Ruskin, the painter writer and tastemaker in architecture and design
John Ruskin was an intellectual force behind late 19-century aesthetics and the Victorian age’s early environmentalist, with his interest spanning art and geology to social criticism and ecology. His two career halves as art critic and social commentator even though it collided both radiated an intense aestheticism describing jeremiads against mid-19th century capitalism.

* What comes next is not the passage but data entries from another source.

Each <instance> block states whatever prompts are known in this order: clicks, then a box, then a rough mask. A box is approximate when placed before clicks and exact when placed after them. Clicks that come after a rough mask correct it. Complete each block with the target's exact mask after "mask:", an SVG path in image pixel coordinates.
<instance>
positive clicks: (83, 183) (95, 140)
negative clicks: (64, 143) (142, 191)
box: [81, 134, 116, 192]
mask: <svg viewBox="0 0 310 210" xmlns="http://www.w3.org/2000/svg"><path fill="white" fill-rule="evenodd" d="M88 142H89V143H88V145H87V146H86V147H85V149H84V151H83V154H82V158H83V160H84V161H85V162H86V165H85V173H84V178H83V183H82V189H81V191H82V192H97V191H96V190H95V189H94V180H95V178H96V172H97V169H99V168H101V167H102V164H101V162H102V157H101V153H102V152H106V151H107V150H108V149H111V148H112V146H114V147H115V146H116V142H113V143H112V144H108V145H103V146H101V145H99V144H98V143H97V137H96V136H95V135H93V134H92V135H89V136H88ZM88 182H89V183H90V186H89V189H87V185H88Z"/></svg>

In the second half of the 19th century, he sowed the seeds of the modern welfare state, universal state education and healthcare free at the point of delivery. This book is timed to coincide with the 200th anniversary of John Ruskin’s birth and his prophetic pronouncements about the way our modern world would look, live, work and think.
Ruskinland tells eventful life of its hero, interlaced with themes highlighting his interest in nature, art, craft and education.
Like Dickens, he was good at spotting what was wrong in modern life but vague on practical strategies to raise humanity above its misery. Ruskin however, praised gothic architecture but loathed suburban dwellings inspired by his writings, referring them as “ the accursed Frankenstein monsters of … my own making”.
The issues Ruskin struggled were large ones and remain vital today. Henry james, who knew him described his effect on his age as that of a man wandering “ without a compass and a guide – or any light save the fitful flashes of his beautiful genius”.
Ruskinland: How John Ruskin Shapes Our World by Andrew Hill Pallas Athene £19.99, 305 pages.